After Valley of the Dolls, I decided to keep the laughs coming with Hamlet 2, in which failed actor turned teacher Dana Marschz (played by the hysterically funny Steve Coogan) writes a sequel to the Shakespearian tragedy in order to save the high school drama program from budget cuts. Marschz is presented as a fool: a guy who occasionally wears caftans, talks too much about his abusive father, and giggles like a schoolgirl upon meeting his favorite actress. His play is deeply ridiculous, a musical acid trip in which Hamlet and Jesus use a time machine to save Gertrude and Ophelia, but to his students who are at that age when irony is at ebb tide, it's a challenging and dramatic work, and it comes to life in their hands. At the outset the musical numbers are funny in an offensive kind of way, then genuinely catchy, and then... strangely moving.
Marschz convinces the deeply adorable Tucson Gay Men's Choir to provide backing music for the play, and in its final sequence they softly begin singing a Bernie Taupin lyric, "When I think of those east end lights, muggy nights, curtains drawn in the little room downstairs." Jesus turns to Hamlet and says, "You must forgive your father the abuse you suffered," then, "you have my cell number, right?" A woman's voice joins in the singing as Hamlet and Laertes fight with plastic light sabers in front of a beautifully stark castle interior. ("Sweet freedom whispered in my ear.") The harmonies grow more complex and Hamlet saves his mother from drinking poison. Ophelia spins gracefully, alone in front of projected ocean waves as the chorus cascades, "someone saved, someone saved, someone saved my life tonight...". The play, in other words, has become absolutely filled with pathos, its themes of suicide and revenge suddenly poignant and its depictions of madness, lyrical.

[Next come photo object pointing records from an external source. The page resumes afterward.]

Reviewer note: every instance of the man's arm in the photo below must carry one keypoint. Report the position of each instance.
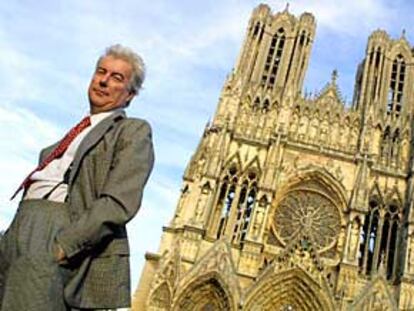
(121, 196)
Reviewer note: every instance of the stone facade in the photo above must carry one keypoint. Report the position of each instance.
(295, 202)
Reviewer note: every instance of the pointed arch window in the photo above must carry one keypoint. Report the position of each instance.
(225, 200)
(273, 58)
(390, 147)
(246, 201)
(396, 87)
(375, 58)
(380, 239)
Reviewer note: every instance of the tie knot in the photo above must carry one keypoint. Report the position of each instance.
(85, 122)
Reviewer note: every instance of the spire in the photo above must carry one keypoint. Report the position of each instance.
(334, 77)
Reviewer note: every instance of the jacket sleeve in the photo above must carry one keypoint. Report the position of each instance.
(122, 192)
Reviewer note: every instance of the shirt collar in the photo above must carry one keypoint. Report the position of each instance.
(98, 117)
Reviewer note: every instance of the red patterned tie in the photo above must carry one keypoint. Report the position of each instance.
(57, 152)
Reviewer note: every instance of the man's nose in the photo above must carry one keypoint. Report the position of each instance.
(103, 81)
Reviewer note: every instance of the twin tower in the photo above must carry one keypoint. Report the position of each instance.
(295, 202)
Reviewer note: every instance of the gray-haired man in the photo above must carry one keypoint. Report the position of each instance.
(67, 246)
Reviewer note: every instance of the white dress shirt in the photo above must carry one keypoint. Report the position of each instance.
(52, 175)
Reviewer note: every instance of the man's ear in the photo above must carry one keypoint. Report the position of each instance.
(130, 96)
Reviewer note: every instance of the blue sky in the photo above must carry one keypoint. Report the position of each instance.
(48, 51)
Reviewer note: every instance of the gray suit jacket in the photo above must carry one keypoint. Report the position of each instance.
(106, 183)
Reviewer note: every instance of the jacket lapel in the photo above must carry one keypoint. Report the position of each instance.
(92, 138)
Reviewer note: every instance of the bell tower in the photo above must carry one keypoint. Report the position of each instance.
(292, 201)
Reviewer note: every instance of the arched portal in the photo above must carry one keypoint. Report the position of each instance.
(289, 290)
(204, 295)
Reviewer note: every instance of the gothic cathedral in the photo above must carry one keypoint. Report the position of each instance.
(294, 201)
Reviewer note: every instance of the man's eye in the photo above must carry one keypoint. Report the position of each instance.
(118, 78)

After he administers CPR to Ophelia, Hamlet proposes to her.
"As ridiculous as the play is," said actress Epiphany Sellars, "it actually works in a weird way and I have this sense of real pride of what we have done." Co-writer Pam Brady said "A lot of the stuff was a surprise. The stuff that we thought was like a super joke ended up feeling meaningful and deep. We were really surprised by that and we were trying to act like it was designed that way."
She's exactly right. Ask me why the long suffering characters in Valley of the Dolls made me cackle while Hamlet 2 moved me to tears, and I'm not sure I could explain. All I know is that yesterday a drama made me laugh, a comedy made me cry, and the spreadsheet got done. I'm awarding Pam Brady and Andrew Fleming an overdue Lloyd Award for creating one of the best film-music moments of 2008.